Summit Racing has a full line of sythentic oils on their website (and in their catalog). As far as I know, you can change over at any time. It is important that you follow any instructions from the oil manufacturer about changing over. I know some guys that go so far as to change over to silicone brake fluid too. I know to switch to silicone brake fluid, you need to bleed the system thoroughly. Then bleed it with silicone fluid. The good thing about silicone brake fluid, is that it doesn't absorb moisture out of the air, so it prevents your steel brake lines from rusting from the inside out.
There really isn't anything to "convert" to start using synthetic lubricants. The only thing that Amsoil (they are a major player in synthetic technology)recommends is to run their engine cleaner in older engines before making the swap to synthetics.
The only problem you may ahve is that in an engine that has a bunch of miles, and the seals are getting questionable, you may have leak problems. This is partly due to the extra cleaning capabilities of synthetics and partly due to their being "slipperier" than petroleum oils. In the first case they will clean out gunkt hat is sitting in a gasket and may open a leak that was not ther earlier. In the second they will pass throguh seal clearances that are small enough to contain petroleum oils.
The benefits of synthetics are extended drain intervals (up to 25,000 miles/one year), better lubrication and increased temperature tolerance.

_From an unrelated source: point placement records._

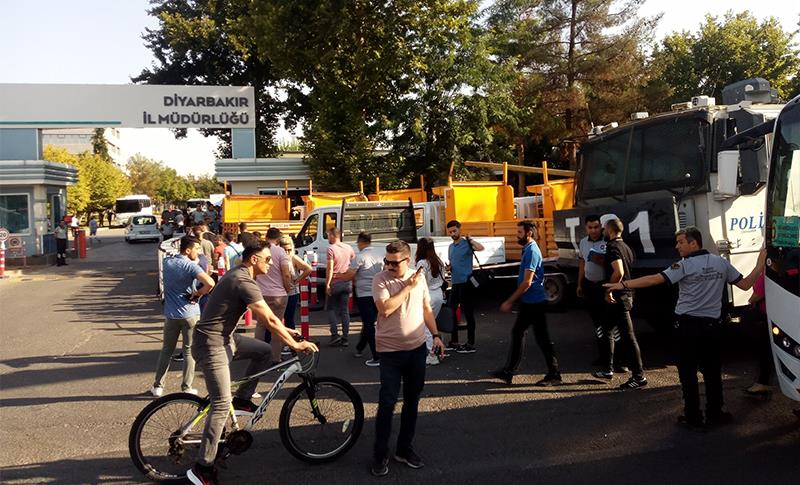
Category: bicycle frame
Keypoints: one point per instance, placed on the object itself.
(293, 366)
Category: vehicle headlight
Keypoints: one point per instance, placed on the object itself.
(785, 342)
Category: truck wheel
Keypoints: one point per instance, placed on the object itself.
(555, 289)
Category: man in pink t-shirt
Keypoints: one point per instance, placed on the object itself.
(404, 310)
(338, 289)
(274, 285)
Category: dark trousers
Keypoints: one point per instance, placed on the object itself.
(532, 315)
(369, 313)
(61, 251)
(757, 322)
(409, 367)
(462, 295)
(618, 315)
(699, 344)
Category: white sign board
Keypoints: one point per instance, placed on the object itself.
(126, 105)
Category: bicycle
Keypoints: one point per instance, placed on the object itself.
(320, 420)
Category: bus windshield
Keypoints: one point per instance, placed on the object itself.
(783, 204)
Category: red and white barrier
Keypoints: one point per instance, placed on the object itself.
(304, 297)
(314, 285)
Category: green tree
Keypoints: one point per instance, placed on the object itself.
(723, 51)
(202, 43)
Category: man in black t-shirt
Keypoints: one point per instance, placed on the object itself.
(215, 344)
(618, 260)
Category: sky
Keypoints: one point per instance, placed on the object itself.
(99, 42)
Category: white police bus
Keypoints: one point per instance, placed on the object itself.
(127, 206)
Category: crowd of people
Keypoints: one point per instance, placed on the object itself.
(404, 305)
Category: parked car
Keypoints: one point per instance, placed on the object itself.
(142, 227)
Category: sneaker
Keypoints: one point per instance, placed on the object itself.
(719, 419)
(198, 476)
(550, 381)
(633, 383)
(380, 467)
(503, 375)
(466, 349)
(244, 405)
(758, 389)
(601, 374)
(409, 458)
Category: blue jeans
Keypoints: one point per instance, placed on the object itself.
(369, 313)
(338, 307)
(407, 366)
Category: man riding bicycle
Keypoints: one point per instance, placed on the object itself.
(216, 344)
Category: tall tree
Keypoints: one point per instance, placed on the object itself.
(201, 43)
(723, 51)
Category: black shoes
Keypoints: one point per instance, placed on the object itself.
(503, 375)
(409, 458)
(380, 467)
(550, 380)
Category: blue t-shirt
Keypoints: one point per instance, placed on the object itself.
(532, 260)
(179, 279)
(460, 261)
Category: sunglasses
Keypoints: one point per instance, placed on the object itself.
(393, 263)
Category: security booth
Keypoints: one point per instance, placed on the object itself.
(33, 196)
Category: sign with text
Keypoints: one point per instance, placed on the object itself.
(126, 106)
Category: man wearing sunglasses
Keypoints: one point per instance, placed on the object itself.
(404, 310)
(216, 344)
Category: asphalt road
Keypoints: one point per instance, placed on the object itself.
(79, 346)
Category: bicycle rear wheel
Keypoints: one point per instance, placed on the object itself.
(323, 429)
(156, 445)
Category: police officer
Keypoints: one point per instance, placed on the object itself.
(591, 275)
(701, 279)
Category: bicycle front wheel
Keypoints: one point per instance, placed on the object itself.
(165, 437)
(322, 428)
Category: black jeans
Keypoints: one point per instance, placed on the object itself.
(532, 314)
(619, 315)
(409, 367)
(369, 313)
(699, 344)
(462, 295)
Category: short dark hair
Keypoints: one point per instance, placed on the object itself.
(364, 237)
(274, 233)
(692, 234)
(398, 247)
(188, 242)
(528, 226)
(253, 246)
(616, 225)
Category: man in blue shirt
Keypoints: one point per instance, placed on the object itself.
(533, 301)
(460, 254)
(181, 310)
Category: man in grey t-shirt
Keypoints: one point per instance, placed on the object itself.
(701, 279)
(215, 345)
(362, 271)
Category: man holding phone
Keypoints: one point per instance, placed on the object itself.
(404, 310)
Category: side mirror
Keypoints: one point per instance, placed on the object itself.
(727, 174)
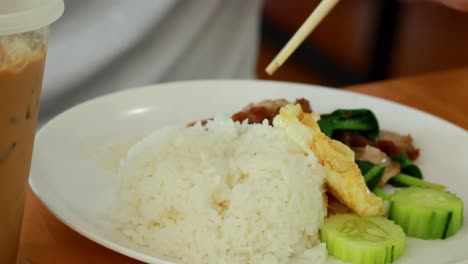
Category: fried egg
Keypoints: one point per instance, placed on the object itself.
(344, 179)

I'm running Amsoil in all my stuff, doing yearly changes. That's in both the truck engines and all the air cooled mowing equipment. The air cooled engines run hot anyhow, but the Amsoil is not cooked and blackened after almost 300 hours of run time. I'm also using their synthetic tranny fluid in my plow pumps, it doesn't thicken in the cold and seems to hold viscosity as the pump heats up.
I think you can get more information from the Amsoil website, www.Amsoil.com
When it comes to oil weights... READ YOUR OWNERS MANUAL!!! For example, in my '96 Z71 5.7L, I run 5W-30 Amsoil YEAR ROUND. Gm recommends 5W-30 in most of their engines. Some of the clearances in the engine are too tight for 10W-40 or 20W-50. You may feel that 5W-30 is too thin for summer driving, but that's not necessarily the case.
The good thing about synthetics is that they never lose their lubricating properties... so I've been told. They do however absorb dirt and gunk. That's why they need to be changed. I'm running the good Amsoil in my truck. It's supposed to last 25,000 miles. There is no way I'm waiting that long to change my oil. I plan on changing the filter at 6,000 and then changing the oil at 12,000. I've been told the reall winner is synthetic in the transmission. That's my next project. I just have to figure out how I'm going to get all the old fluid out of the trans.
I use Amsoil too,the important thing to remember is that no one should be running it 25,000 miles or one year without the bypass filtration.The bypass filter,and oil sampling is what allows the extended drain intervals,it will filter out 99% of the particles at 3 microns and larger,without it your oil loads up with filings in the 1-10 micron size,and without draining them out they build up to unsafe levels,since you oil filter cant filter them out,then your oil becomes a nice grinding compound.The full flow factory filters cannot catch all the fine particles and flow enough oil for the engine.The oil is still good,but it gets so contaminated with small debris that it will eat your engine.The bypass filter will pay for itself if you run a lot of miles,it is also nice to not have to change your oil,and still have it clean as a whistle after 10000 miles.It adds about 1quart of oil capacity to the system too,which helps it run cooler.For anyone that doesnt know,the bypass filter filters only about 10% of the oil flowing thru the main filter at a time,but it filters it down to 1 micron,so its like new oil coming out of the filter and going back to the crankcase,it takes about 3 minutes ruuning down the road to completely filter all the oil thru the bypass filter.Big rigs regularly run over 100K miles on there amsoil using these bypass filters,and there oil samples come back great,so long as a good air filter seal is mantained.
so in searching over at lawnsite and here at plowsite i found this thread.
i made the switch to synthetics in my trucks, but i was wondering about intervals. now i know calculating can get tricky when your plowing (miles vs. hours) but relative to regular oil what am i looking at? should it be changed half as often? as often? the 25000 miles quoted above seems insane, but i dont know. was hoping to have some new opinions on the matter added to this thread.
and was going to go synthetic in the trannys too. any guides there? i was thinking at the start and end of the plow seasons to be safe, but is that overkill?